L’altra sera, giovedì, è avvenuto il trasporto della robba della fidanzata, con il birroccio tutto ripulito, tirato da due buoi infiocchettati col campano al collo. L’accuncio comprende  comò, armadio e il corredo tutti ammantati con la grande coperta del letto. Il fidanzato ha guidato le bestie schioccando la frusta, salutando tutto il paese accorso a vedere il corteo. C’erano pure le sorelle della coppia con le canestre di vimini sulla testa e i guanciali con le fodere ricamate; le ragazze hanno avuto l’onore d’arfà ‘l lietto.

Ma ecco arrivare altre persone, si accalcano ai lati del portone della chiesa. Un cicaleccio continuo prende tono all’arrivo dei protagonisti. Abito lungo ricamato, veletta sulla testa, collane di granate e coralli contro l’invidia, pennenti d’oro; lui, vestito nuovo nero, camicia bianca, collo a cinturino, cappello nero sbièscio. Dopo la confessione vengono accompagnati all’inginocchiatoio per il rito nuziale. Chiesa gremita, i paesani non seguono la messa, parlano a voce bassa, sembra un alveare. Aspettano la benedizione del prete per correre come forsennati fuori a vedene ji sposi. Escono a braccetto seguiti dai testimoni, amici e parenti a coppie, allineati come in processione. Fitti lanci a manate, di confetti, provocano spintoni e schiamazzi tra i monelli.

 

Dopo il rito religioso il corteo nuziale percorre le vie del paese fino alla casa della sposa. La madre offre ciambelle ricoperte di zucchero e vino rosso de la chiavetta.

 

L’inconocchiata

Si riprende il cammino, con gli auguri dei compaesani usciti dalle case per i saluti.  All’improvviso, la sfilata è interrotta da alcune donne vocianti sbucate da una fratta. È  l’inconocchiata spiega la Marcellini divertita. Portano e muovono un’enorme conocchia gonfia di canapa adorna di fiocchi, nastri, campanelli, fiori e ciambelle. Vogliono avvertire la sposetta in questo modo gioioso, che nella nuova casa avrà non poche difficoltà a convivere con la suocera, in compenso, non le mancheranno sorrisi e dolcezze. Eccola qui la suocera adorna di collane e orecchini d’oro, testimonianza della proverbiale bellezza delle donne cancellane. Aspetta seria avanti casa. La gente ammutolisce, la nuora si inginocchia, chiede la santa benedizione. La vergara col mazzo delle chiavi dei magazzini e della cantina, legato alla cinta con un nastro nero, declama le parole rituali: “Porti la pace o porti la guera nella mia casa?”

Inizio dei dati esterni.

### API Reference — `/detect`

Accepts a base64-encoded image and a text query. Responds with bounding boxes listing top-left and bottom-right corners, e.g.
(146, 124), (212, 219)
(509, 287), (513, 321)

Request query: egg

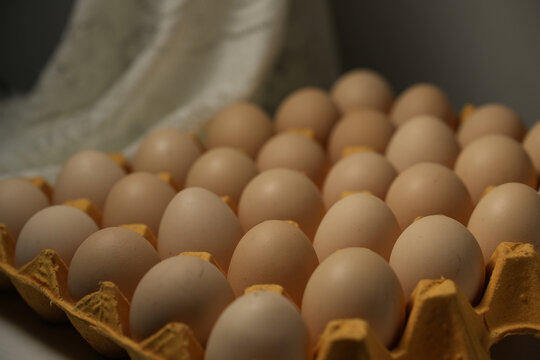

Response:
(0, 179), (49, 239)
(186, 147), (259, 204)
(102, 172), (175, 234)
(390, 215), (485, 304)
(386, 163), (473, 230)
(455, 135), (538, 204)
(275, 87), (339, 144)
(257, 132), (327, 186)
(331, 69), (394, 113)
(301, 247), (405, 346)
(327, 109), (394, 163)
(322, 151), (397, 209)
(390, 83), (457, 129)
(15, 205), (98, 267)
(457, 104), (525, 147)
(133, 128), (201, 188)
(227, 220), (319, 306)
(53, 151), (126, 211)
(129, 255), (234, 346)
(386, 115), (460, 172)
(205, 291), (312, 360)
(238, 168), (324, 239)
(206, 101), (274, 159)
(467, 183), (540, 263)
(157, 187), (240, 271)
(313, 194), (401, 261)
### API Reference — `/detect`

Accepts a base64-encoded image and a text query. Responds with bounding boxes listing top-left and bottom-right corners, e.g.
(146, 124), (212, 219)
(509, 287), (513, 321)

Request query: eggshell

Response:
(133, 128), (201, 187)
(238, 168), (324, 239)
(0, 179), (49, 239)
(455, 135), (538, 204)
(275, 87), (339, 144)
(467, 183), (540, 263)
(206, 101), (274, 158)
(227, 220), (319, 306)
(327, 109), (394, 163)
(103, 172), (175, 234)
(390, 215), (485, 303)
(68, 227), (160, 301)
(301, 248), (405, 346)
(15, 205), (98, 267)
(205, 291), (312, 360)
(53, 151), (126, 211)
(386, 115), (460, 172)
(313, 194), (401, 261)
(157, 187), (240, 271)
(129, 255), (234, 346)
(331, 69), (394, 113)
(386, 163), (473, 230)
(186, 147), (259, 204)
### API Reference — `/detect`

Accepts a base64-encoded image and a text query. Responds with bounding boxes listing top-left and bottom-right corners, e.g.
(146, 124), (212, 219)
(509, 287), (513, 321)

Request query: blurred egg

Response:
(386, 163), (473, 229)
(68, 227), (160, 301)
(322, 151), (397, 209)
(455, 135), (538, 204)
(331, 69), (394, 113)
(275, 87), (339, 144)
(238, 169), (324, 239)
(133, 128), (201, 187)
(328, 110), (394, 163)
(206, 101), (274, 158)
(102, 172), (175, 234)
(186, 147), (259, 204)
(15, 205), (98, 267)
(257, 132), (326, 185)
(0, 179), (49, 240)
(301, 248), (405, 346)
(129, 255), (234, 346)
(390, 215), (485, 303)
(467, 183), (540, 264)
(157, 187), (240, 271)
(205, 291), (312, 360)
(386, 115), (460, 172)
(227, 220), (319, 306)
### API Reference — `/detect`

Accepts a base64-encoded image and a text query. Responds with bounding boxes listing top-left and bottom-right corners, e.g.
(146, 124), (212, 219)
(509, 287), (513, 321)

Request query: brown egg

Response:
(468, 183), (540, 263)
(206, 101), (274, 159)
(238, 169), (324, 239)
(129, 255), (234, 346)
(133, 128), (201, 187)
(390, 215), (485, 304)
(257, 132), (327, 186)
(390, 83), (456, 129)
(455, 135), (537, 204)
(275, 87), (339, 144)
(386, 163), (473, 230)
(68, 227), (160, 301)
(328, 110), (394, 163)
(322, 151), (397, 209)
(204, 291), (312, 360)
(15, 205), (98, 267)
(313, 194), (401, 261)
(0, 179), (49, 239)
(302, 248), (405, 346)
(227, 220), (319, 306)
(53, 151), (126, 211)
(331, 69), (394, 113)
(102, 172), (175, 234)
(157, 187), (240, 271)
(386, 115), (460, 172)
(186, 147), (259, 204)
(457, 104), (526, 147)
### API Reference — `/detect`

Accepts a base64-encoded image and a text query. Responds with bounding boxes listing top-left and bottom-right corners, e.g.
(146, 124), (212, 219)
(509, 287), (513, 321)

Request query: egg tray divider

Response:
(0, 217), (540, 360)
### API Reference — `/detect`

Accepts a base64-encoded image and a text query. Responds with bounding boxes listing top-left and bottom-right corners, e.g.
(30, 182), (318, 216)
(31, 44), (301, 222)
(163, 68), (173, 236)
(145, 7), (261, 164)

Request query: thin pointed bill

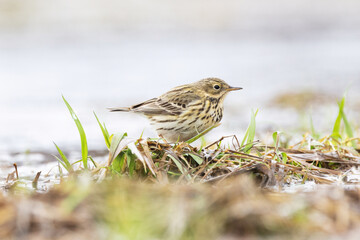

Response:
(226, 87), (242, 92)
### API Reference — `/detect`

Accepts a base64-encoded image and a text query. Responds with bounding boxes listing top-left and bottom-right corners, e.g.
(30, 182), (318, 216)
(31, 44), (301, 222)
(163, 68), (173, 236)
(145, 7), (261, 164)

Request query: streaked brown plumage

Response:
(110, 78), (242, 142)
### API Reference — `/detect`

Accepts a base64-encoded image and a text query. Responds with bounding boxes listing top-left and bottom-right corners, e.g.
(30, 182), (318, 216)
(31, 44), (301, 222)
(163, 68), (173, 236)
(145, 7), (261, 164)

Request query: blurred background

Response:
(0, 0), (360, 152)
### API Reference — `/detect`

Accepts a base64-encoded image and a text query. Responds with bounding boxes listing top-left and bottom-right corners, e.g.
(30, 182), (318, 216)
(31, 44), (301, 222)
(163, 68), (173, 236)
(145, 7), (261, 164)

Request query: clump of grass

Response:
(55, 95), (360, 186)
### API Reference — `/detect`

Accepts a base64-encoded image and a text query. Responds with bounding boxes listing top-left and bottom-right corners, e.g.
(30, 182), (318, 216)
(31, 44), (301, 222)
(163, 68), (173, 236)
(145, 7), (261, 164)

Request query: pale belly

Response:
(151, 109), (222, 142)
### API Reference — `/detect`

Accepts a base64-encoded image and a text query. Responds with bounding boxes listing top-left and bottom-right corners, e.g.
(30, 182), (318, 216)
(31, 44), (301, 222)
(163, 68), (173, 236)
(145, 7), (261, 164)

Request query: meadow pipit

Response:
(110, 78), (242, 142)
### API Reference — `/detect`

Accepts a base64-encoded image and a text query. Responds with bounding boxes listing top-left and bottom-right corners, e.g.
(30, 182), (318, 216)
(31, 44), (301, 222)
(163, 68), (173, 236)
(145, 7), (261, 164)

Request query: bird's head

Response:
(195, 78), (242, 98)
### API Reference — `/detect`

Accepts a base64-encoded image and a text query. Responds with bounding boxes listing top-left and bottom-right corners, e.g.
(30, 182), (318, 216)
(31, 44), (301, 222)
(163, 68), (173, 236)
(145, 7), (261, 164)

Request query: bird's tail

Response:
(108, 107), (130, 112)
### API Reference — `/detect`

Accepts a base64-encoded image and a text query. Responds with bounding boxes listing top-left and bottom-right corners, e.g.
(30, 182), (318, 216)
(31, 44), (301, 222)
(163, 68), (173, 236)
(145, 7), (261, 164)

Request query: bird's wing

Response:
(130, 91), (200, 115)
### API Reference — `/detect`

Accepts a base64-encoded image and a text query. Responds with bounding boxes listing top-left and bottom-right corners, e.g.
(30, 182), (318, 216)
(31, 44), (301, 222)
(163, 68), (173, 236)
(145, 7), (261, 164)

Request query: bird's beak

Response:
(226, 87), (242, 92)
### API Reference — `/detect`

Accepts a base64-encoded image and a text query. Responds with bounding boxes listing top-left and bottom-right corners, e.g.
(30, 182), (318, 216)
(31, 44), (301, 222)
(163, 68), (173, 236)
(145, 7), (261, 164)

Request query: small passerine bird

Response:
(109, 78), (242, 142)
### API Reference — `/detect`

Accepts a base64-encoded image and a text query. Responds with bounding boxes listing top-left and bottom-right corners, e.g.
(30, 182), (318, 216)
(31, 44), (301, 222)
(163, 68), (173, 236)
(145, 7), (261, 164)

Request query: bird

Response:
(109, 77), (242, 142)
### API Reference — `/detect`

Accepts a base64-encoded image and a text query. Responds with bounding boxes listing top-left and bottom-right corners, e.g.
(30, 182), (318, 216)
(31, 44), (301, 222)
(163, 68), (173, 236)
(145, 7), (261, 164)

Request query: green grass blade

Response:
(54, 143), (74, 172)
(94, 112), (110, 149)
(186, 123), (220, 144)
(126, 149), (137, 177)
(331, 97), (345, 140)
(62, 96), (88, 169)
(242, 109), (259, 153)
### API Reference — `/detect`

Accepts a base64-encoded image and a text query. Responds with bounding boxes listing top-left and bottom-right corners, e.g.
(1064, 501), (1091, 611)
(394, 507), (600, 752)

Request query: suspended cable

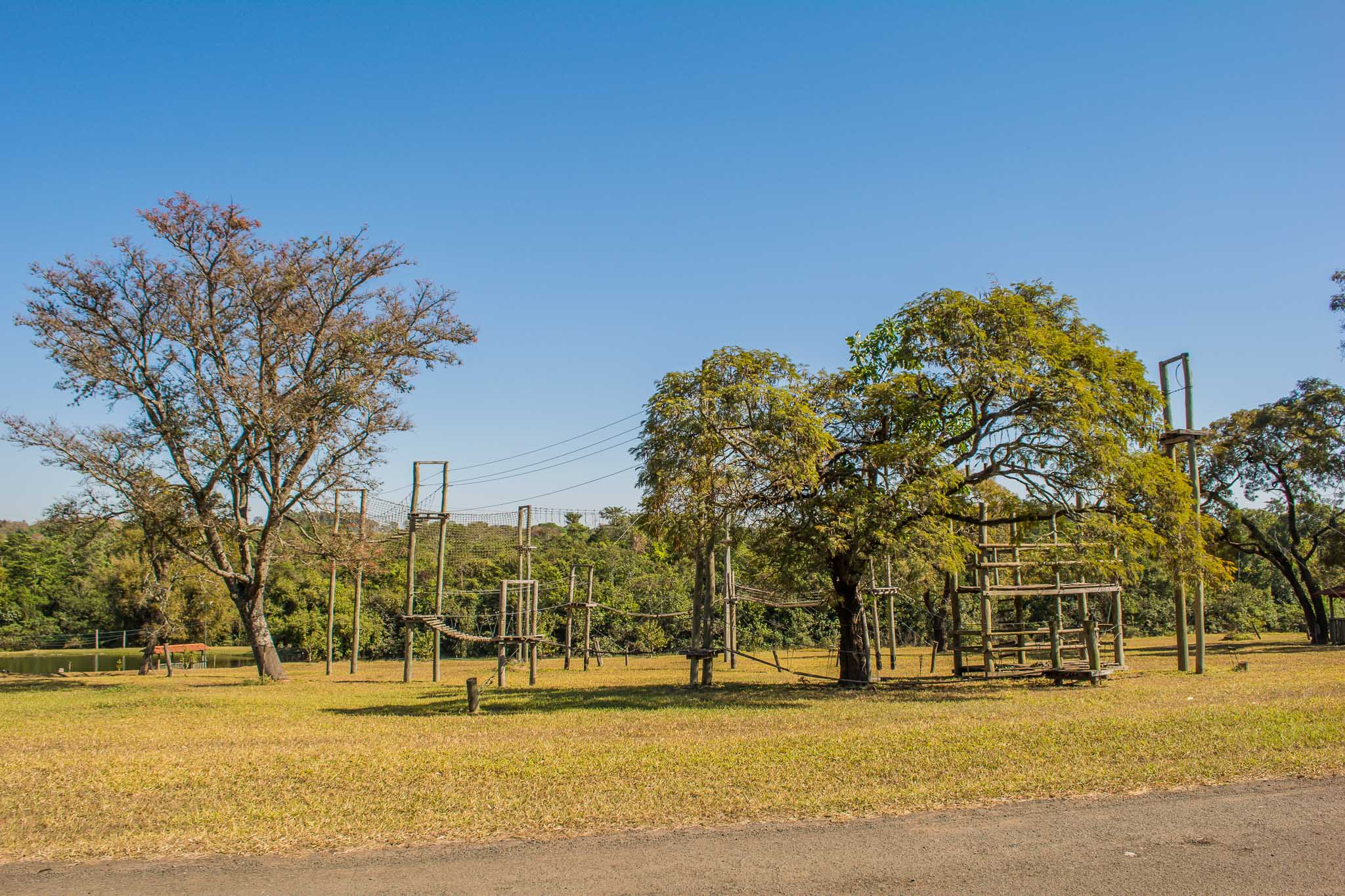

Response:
(454, 410), (644, 471)
(449, 437), (639, 489)
(449, 463), (640, 513)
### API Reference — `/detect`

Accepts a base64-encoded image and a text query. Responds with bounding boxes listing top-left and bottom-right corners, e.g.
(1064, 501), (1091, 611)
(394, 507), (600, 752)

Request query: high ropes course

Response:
(299, 415), (1124, 688)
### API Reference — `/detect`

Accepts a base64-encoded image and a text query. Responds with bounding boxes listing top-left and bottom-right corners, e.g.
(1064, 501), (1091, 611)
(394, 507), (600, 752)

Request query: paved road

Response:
(0, 778), (1345, 896)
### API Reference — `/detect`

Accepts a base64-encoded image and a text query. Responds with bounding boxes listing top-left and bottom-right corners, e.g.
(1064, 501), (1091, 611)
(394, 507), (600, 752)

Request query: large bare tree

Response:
(4, 194), (476, 678)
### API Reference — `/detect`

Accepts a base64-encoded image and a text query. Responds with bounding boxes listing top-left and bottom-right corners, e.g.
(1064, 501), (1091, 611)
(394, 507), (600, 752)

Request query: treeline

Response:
(0, 508), (1307, 660)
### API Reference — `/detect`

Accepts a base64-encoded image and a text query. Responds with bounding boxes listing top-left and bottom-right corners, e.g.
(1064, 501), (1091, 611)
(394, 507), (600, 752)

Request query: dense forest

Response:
(0, 508), (1312, 660)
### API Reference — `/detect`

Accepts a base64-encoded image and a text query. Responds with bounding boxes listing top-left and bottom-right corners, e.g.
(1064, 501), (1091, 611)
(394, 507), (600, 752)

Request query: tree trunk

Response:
(229, 584), (289, 681)
(137, 629), (159, 675)
(1294, 566), (1332, 643)
(924, 588), (948, 653)
(831, 555), (870, 687)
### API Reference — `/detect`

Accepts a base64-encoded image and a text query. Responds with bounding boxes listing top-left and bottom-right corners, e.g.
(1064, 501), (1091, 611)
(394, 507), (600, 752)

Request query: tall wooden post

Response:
(324, 489), (342, 675)
(885, 553), (897, 672)
(523, 503), (538, 684)
(873, 595), (882, 672)
(584, 563), (593, 672)
(1111, 591), (1126, 666)
(1009, 523), (1028, 666)
(349, 489), (367, 674)
(724, 540), (738, 669)
(565, 566), (574, 669)
(860, 595), (877, 681)
(1158, 354), (1190, 672)
(943, 572), (961, 677)
(349, 566), (364, 674)
(525, 583), (538, 685)
(701, 539), (716, 687)
(430, 461), (448, 681)
(1186, 438), (1205, 675)
(402, 461), (420, 683)
(688, 544), (705, 688)
(977, 501), (996, 678)
(861, 557), (882, 672)
(495, 582), (508, 688)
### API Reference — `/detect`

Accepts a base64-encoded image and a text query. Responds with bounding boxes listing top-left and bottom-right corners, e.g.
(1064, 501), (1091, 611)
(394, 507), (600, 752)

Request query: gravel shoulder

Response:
(0, 778), (1345, 895)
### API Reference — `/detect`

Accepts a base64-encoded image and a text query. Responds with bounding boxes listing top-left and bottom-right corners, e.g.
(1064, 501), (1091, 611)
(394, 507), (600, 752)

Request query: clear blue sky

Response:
(0, 3), (1345, 520)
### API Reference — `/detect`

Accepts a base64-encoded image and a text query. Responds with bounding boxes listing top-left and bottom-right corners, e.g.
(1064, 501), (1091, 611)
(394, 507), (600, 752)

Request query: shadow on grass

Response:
(0, 673), (122, 694)
(324, 678), (1022, 716)
(1126, 637), (1323, 662)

“Porto la pace.” E’ la timida risposta. “La pace ce porti e la pace c’artrovi!” Conclude baciando la ragazza commossa. Per rompere il momento di tensione, un fischio alla pecorara spacca l’aria. “Aléee, se beve!” grida una voce possente. Arrivano boccali, bicchieri e ciambelle, mentre, la nuova venuta, è accompagnata dai parenti in tutte le stanze a pijà possesso della casa.

 

Ij brinsi

La mensa imbandita con tovaglie bianche odorose di lavanda, sta sotto alla pergolata d’uva fragola; vedo fasci di santoreggia appesa ai fili. Uhm! Il suo profumo, la mangiata e la musica e i balli stordiranno gli animi, allenteranno i freni del buon senso.

Gli sposi a capotavola, vicino, la parentela più stretta, el prete, el patrò, la maestra, gli amici, gli ospiti, il suonatore d’organetto, il ruffiano che non sta nella pelle per la contentezza del risultato e sfoggia la camicia avuta in compenso; ‘l poeta chiude la compagnia. Deve essere libero di muoversi, di alzarsi.

Stracciatella in brodo, lesso di cappone, vincisgrassi, arrosto misto, crema e ciambellone, vino e vin santo a volontà: questa è la lista delle portate. Tra l’una e l’altra si susseguono i brinsi, brindisi improvvisati, mentre ‘l poeta declama versi auguranti infarciti di sottintesi e man mano che il vino sale alla testa, sempre più sboccacciati che fanno arrossire la mia accompagnatrice infastidita pure dal lancio violento dei confetti.

 

Ij schersi

Durante il lungo pranzo gli sposi novelli, com’è tradizione, subiscono dagli amici ij schersi. Prima di mangiare hanno messo sotto il piatto accoppato della sposa un uccelletto. Sotto lo sguardo di tutti, la giovane solleva il piatto, il passerotto tremante spicca il volo ma lesta, l’acchiappa provocando un’esplosione di grida, di evviva. Porta bene! A lui invece, hanno portato una terrina nuova colma di cardi e di ortica fresca. Incurante del dolore, con un pugno la spacca tra gli applausi dei commensali. Con questo gesto nessuno ha più dubbi sulla “forza” dell’uomo, mi dice il prete soddisfatto. La moglie quindi, raccoglie i cocci e raccattuna dai parenti offerte in denaro, utile per completare l’arredamento della camera. Gli stessi amici hanno già preparato altri scherzi nel letto matrimoniale. Un fascio di cardi tra le lenzuola  e alcuni campanacci attaccati alle reti. La combriccola poi, dopo accompagnata la coppia in camera a un’ora di notte, aspetterà sotto le finestre gli effetti della burla.

Finito il dolce attacca l’organetto, ritmato dal cembalo di un’arzilla vecchietta. Un fremito percorre gli animi. Sartarello, Manfrina, Frullana sull’aja, fino a notte, fanno rinvenire anche i morti; le gambe si muovono da sole; Enrichetta aggredita dai suoni zampetta e saltella sulla sedia. Accendono le lanterne. Stanchi per i balli, alticci gli invitati ritornano verso casa se ritroveranno la strada. Ognuno porta come ricordo la ciambella nuziale ricevuta in cambio di un’altra offerta in soldi.

Anche noi salutiamo tutti ringraziando per questa giornata particolare.

Queste costumanze sopravvissute nel tempo, non dureranno probabilmente a lungo.” Conclude un po’ triste Enrichetta aggiustandosi il cappellino infiocchettato, mentre rientriamo in città con una carrozza di piazza. “Col loro scomparire, più nulla resterà dell’alito di quella semplice ma profonda e dolce poesia che spirava oggi in ogni atto delle nozze contadinesche.”

 

Tratto da Feste e costumanze popolari. Amori e nozze fra campagnoli di Enrichetta Marcellini.